L'écriture suit apparemment ici le travail mémoriel en train de s'accomplir pour retrouver l'adresse

oubliée : l'énoncé je croi que ces reste en suspens. À la place de la séquence de présentatif, une

interjection A, marquant l'agacement du soldat devant une défaillance de sa mémoire (je sais son non mes

je ne me rappelle pas du numéro de secteur). Ce passage ressemble à l'imitation littéraire de l'oral : le

scripteur a-t-il organisé cette mise en scène de son discours ? La plume a-t-elle suivi le mouvement de la

parole intérieure ? Le cas reste trop isolé pour que l'on puisse extrapoler.

Le phénomène de détachement, pratiqué à l'écrit, mais dont la fréquence plus haute est habituellement

notée pour le discours oral 6 , est plus largement représenté : (11) C'es malheureuse l'etre elles narrivait jamais (Marie, 03/10/1914) A Elise j'y ecrirai de nouveau (Pierre, 10/01/1915). Le tabac ne le fait pas trop voir (Louise, 09/03/1915) Les autres il les à vendus 5 sous pieces (Alfred, 23/11/1914)

Comme dans la parole vive, le scripteur pose le thème de son énoncé et l'intègre, dans un second temps, à

une structure syntaxique élaborée en le reprenant par un pronom personnel anaphorique. Ces reprises

sont-elles préméditées 7 ? Suivent-elles le mouvement de la pensée ? Si le genre de la correspondance

familiale suffit à situer les textes du côté du " parlé graphique », la faible connaissance des usages écrits

qu'ont leurs scripteurs permet de se demander si la proximité avec les usages oraux qu'ils présentent

résulte d'une imitation construite ou d'une transposition spontanée.

3 Une porosité spécifique de l'écrit peu lettré ?

Les caractères stylistiques prototypiques du " parlé », dont la dislocation, évoquée ci-dessus, est un

exemple, mais dont le corpus présente bien d'autres illustrations 8 , sont-ils imputables à l'inscription,

consciente, dans un genre parlé ? Ou doivent-elles être mises au compte d'une proximité spécifique de

l'écrit peu lettré au code oral ? Les deux hypothèses peuvent être soutenues, et l'on penchera en faveur de

l'une ou de l'autre suivant le degré d'aisance que l'on perçoit chez le scripteur, et suivant sa performance

du moment.

3.1 Différents degrés de porosité

Parmi les scripteurs, nous pouvons distinguer par exemple entre Joséphine, qui écrit peu, dont les lettres

sont brèves et présentent des hésitations sur les correspondances phonogrammiques 9 , et Pierre qui utilise

un vocabulaire parfois soutenu et des structurations syntaxiques élaborées. Lorsque Joséphine écrit :

(12) Il fait tous se que lonve quil face des grimase il a fait a mamé et a tou lemonde de la maison (Joséphine, 19/02/1915)
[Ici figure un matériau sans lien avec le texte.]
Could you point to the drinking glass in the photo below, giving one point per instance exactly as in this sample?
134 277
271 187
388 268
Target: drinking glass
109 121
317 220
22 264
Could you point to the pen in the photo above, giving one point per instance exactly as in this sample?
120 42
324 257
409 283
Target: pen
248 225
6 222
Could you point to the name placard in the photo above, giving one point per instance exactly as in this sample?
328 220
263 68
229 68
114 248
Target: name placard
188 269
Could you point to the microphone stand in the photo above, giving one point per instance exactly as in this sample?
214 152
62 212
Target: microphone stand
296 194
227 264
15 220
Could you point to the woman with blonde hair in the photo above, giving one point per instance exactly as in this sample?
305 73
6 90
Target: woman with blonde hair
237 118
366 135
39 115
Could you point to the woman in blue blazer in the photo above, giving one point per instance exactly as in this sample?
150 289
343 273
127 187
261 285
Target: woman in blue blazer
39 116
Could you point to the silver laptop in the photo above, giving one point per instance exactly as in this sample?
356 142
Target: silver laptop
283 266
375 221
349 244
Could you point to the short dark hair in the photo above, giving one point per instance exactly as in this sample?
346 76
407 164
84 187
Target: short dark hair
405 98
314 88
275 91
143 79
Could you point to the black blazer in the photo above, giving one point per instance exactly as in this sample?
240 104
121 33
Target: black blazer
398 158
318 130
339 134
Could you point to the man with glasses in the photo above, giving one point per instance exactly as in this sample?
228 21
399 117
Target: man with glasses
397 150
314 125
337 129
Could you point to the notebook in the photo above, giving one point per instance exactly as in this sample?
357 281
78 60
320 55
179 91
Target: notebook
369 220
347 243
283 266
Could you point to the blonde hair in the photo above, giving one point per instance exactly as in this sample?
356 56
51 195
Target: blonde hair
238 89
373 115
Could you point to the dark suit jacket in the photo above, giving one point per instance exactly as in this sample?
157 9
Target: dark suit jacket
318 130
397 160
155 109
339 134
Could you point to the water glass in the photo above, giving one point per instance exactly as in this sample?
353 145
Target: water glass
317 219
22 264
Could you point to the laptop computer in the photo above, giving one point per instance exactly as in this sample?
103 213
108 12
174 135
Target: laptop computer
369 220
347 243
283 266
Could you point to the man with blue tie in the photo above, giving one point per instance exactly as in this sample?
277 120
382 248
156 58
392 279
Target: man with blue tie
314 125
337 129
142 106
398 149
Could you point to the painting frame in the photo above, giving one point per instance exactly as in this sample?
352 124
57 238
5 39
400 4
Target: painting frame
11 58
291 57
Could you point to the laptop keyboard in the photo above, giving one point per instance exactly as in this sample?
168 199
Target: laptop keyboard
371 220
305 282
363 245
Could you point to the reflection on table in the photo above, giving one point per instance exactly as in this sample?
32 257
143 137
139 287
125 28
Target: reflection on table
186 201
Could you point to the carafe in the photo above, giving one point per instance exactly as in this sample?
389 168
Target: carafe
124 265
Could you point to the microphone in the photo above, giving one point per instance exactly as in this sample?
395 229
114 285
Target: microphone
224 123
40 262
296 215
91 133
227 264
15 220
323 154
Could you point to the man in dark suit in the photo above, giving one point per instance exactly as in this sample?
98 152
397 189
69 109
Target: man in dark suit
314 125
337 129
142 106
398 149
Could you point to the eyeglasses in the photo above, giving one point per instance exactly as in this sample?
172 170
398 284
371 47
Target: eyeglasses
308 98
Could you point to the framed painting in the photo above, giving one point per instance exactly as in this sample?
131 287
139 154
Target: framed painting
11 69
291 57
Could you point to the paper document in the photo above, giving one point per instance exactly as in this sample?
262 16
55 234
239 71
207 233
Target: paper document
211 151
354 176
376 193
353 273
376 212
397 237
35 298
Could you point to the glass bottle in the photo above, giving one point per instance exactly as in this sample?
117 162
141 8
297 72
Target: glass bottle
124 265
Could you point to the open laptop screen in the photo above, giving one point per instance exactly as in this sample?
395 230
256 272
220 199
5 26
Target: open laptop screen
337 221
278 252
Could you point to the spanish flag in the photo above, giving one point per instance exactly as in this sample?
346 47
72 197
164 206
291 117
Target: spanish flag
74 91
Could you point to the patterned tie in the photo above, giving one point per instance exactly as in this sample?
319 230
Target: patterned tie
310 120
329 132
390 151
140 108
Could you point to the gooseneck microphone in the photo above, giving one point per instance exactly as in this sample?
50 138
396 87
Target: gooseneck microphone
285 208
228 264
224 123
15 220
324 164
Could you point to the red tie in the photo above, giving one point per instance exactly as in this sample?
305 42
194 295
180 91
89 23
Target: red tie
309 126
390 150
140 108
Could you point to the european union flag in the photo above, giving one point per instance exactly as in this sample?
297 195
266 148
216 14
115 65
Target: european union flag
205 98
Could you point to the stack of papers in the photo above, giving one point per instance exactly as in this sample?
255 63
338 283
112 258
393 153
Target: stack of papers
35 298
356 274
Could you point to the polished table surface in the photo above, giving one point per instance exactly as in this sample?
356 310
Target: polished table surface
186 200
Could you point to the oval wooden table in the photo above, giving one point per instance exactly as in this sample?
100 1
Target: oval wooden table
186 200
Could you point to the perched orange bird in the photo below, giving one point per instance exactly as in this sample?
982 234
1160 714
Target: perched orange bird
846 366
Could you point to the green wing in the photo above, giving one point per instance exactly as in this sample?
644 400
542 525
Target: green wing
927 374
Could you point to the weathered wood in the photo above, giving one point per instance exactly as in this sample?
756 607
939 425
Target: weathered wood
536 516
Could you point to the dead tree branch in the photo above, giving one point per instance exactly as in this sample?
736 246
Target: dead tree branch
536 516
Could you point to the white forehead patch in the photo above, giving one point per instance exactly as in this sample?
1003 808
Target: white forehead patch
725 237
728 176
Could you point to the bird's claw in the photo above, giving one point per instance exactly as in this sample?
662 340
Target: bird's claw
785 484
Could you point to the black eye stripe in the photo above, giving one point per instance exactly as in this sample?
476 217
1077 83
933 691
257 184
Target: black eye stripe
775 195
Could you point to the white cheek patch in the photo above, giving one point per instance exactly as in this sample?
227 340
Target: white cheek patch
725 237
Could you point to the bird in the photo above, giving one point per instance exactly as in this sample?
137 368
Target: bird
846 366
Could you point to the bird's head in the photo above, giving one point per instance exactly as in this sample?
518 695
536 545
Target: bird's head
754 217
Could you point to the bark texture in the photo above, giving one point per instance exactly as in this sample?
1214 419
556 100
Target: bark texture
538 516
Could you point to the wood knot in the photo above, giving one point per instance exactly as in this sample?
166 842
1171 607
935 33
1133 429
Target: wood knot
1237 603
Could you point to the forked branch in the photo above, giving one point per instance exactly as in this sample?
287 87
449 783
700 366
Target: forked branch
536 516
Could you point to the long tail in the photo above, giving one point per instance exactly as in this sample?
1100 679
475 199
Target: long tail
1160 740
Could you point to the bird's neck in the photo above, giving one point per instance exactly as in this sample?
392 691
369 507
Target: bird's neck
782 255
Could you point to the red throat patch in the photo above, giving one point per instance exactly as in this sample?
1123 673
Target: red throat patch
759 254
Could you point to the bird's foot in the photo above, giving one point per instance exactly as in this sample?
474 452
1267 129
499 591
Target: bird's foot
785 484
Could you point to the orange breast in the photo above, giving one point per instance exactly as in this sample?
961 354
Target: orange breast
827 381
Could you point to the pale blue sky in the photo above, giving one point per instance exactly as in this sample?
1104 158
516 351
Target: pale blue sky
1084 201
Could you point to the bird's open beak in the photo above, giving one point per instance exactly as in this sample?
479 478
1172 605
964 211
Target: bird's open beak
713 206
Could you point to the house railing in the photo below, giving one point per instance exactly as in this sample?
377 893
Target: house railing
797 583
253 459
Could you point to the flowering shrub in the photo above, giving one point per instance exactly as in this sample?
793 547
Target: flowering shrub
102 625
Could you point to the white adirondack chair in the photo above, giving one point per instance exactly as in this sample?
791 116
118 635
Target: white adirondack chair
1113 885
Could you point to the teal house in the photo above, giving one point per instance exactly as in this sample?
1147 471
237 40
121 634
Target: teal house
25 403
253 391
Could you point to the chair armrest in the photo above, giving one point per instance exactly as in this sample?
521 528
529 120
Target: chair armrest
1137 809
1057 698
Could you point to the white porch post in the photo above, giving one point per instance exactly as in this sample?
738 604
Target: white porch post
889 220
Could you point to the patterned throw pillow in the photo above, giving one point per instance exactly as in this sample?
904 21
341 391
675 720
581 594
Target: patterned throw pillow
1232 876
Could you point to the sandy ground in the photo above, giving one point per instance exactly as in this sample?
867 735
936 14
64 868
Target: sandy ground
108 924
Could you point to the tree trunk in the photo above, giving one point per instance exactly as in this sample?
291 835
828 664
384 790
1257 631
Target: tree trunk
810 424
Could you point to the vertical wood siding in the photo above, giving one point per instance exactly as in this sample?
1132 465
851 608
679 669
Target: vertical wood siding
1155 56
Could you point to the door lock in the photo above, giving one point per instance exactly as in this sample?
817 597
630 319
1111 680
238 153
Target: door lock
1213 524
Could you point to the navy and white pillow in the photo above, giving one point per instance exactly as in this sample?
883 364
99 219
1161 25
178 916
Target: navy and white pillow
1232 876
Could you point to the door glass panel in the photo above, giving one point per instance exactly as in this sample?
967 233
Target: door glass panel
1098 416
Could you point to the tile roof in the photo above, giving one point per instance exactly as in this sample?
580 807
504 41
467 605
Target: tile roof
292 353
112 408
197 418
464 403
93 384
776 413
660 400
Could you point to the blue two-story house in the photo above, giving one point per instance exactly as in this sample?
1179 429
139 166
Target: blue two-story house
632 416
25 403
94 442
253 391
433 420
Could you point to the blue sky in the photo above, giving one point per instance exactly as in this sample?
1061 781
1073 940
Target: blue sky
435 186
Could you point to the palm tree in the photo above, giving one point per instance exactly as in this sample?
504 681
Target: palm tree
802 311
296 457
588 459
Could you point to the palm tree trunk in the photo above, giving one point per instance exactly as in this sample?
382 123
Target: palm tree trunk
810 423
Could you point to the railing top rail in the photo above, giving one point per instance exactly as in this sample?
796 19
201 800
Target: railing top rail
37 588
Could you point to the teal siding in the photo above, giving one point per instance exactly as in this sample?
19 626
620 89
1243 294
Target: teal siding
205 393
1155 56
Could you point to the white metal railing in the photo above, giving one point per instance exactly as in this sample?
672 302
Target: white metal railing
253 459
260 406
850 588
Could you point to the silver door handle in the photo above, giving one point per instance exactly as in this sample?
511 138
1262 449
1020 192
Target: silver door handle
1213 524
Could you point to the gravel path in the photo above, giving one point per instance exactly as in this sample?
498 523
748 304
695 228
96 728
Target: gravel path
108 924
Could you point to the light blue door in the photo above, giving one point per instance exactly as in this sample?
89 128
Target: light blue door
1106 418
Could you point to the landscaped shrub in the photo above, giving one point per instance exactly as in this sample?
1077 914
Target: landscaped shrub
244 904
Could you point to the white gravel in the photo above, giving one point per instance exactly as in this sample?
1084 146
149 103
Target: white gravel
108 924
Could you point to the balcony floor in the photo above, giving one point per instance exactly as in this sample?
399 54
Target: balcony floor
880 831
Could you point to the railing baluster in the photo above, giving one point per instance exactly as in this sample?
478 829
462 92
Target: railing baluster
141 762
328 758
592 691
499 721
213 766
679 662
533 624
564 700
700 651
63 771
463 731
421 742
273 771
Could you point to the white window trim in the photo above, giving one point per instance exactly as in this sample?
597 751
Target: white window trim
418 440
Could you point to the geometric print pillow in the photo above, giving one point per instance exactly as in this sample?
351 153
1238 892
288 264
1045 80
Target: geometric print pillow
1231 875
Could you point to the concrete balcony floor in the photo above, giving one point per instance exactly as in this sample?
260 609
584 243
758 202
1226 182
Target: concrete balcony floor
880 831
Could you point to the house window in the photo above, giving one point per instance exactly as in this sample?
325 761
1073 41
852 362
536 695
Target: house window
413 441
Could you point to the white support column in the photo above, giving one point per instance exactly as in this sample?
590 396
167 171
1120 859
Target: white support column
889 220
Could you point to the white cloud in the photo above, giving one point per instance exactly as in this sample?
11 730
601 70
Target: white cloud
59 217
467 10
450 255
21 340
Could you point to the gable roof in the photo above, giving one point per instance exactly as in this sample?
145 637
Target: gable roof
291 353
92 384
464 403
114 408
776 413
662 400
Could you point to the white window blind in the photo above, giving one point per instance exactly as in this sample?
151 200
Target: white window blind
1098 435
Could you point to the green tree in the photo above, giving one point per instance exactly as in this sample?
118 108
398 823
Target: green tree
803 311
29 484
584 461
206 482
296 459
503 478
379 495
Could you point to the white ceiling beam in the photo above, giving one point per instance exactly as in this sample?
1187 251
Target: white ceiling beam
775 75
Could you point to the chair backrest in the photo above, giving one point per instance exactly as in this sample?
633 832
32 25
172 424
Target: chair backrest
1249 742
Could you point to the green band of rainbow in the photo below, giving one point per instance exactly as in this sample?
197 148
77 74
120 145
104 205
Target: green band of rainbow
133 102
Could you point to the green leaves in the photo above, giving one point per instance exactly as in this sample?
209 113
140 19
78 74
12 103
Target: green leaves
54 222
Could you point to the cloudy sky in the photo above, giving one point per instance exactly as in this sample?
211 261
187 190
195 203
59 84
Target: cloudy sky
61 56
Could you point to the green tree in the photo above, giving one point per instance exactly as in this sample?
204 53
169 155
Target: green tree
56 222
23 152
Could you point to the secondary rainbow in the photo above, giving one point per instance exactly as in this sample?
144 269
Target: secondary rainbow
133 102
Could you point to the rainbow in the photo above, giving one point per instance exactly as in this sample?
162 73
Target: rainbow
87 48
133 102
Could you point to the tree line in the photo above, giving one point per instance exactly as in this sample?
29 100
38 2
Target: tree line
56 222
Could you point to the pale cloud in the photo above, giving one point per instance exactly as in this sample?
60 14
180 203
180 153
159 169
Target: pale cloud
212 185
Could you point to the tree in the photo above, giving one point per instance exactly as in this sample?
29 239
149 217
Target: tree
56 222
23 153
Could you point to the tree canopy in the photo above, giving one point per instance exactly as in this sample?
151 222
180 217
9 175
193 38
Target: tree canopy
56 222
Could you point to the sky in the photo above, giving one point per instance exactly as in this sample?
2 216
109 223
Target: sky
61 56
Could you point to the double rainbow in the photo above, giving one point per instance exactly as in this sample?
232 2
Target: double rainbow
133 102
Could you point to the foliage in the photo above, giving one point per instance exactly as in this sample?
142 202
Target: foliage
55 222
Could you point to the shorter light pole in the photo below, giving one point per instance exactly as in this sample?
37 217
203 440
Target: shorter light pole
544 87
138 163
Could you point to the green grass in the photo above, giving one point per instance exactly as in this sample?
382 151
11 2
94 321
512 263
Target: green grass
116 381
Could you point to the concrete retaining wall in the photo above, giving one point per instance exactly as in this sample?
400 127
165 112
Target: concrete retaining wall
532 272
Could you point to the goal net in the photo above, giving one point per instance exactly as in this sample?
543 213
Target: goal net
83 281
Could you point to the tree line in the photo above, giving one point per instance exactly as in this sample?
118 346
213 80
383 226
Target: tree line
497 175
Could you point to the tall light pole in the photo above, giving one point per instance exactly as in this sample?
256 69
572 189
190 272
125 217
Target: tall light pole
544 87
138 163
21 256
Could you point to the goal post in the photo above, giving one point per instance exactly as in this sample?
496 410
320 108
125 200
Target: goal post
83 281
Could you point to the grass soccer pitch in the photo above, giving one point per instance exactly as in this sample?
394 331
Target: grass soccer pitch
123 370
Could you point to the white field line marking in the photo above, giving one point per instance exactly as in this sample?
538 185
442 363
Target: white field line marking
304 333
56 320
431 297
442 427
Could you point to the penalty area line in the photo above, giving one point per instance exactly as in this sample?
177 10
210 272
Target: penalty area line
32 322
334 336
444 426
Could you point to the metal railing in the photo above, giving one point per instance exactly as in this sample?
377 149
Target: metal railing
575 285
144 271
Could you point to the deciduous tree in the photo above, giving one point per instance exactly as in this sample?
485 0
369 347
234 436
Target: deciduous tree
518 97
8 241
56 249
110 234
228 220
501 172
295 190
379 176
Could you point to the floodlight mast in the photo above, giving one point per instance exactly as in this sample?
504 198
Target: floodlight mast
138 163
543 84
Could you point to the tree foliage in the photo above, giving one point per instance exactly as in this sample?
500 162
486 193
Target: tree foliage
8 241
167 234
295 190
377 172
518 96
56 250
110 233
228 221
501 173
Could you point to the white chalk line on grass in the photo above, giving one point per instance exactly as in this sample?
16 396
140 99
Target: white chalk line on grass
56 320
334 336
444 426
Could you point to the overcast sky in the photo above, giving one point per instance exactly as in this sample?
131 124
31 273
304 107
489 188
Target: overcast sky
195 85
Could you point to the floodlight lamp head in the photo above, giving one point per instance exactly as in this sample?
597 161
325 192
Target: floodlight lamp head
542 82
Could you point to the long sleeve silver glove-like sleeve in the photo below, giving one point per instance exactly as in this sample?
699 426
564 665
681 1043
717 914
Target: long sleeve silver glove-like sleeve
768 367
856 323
on peut interpréter des grimase il a fait comme une dislocation à gauche directement calquée de l'usage

oral.

En revanche lorsque Pierre écrit :

(13) Ce bonheur nous l'attendons cherie et Dieu voudra bien nous le donner (Pierre,

08/10/1914)

la dislocation à gauche ce bonheur peut passer pour un effet de style : elle participe d'une certaine

emphase rhétorique que l'on remarque chez ce scripteur. On n'interprètera donc pas de la même manière

la dislocation chez l'une et chez l'autre : porosité de l'écrit dans le premier cas, recherche d'expressivité

dans le second. Les inductions que l'on peut tirer de l'écrit peu lettré, parce que ce ne sont que des

inductions, requièrent des précautions méthodologiques : ces indices demandent à être recoupés,

confirmés, étayés. Par le passé, l'exploitation de ce type de ressources a pu susciter des réserves qui

engagent le linguiste contemporain qui se risquerait sur cette voie à la plus grande prudence. SHS Web of Conferences 8 (2014)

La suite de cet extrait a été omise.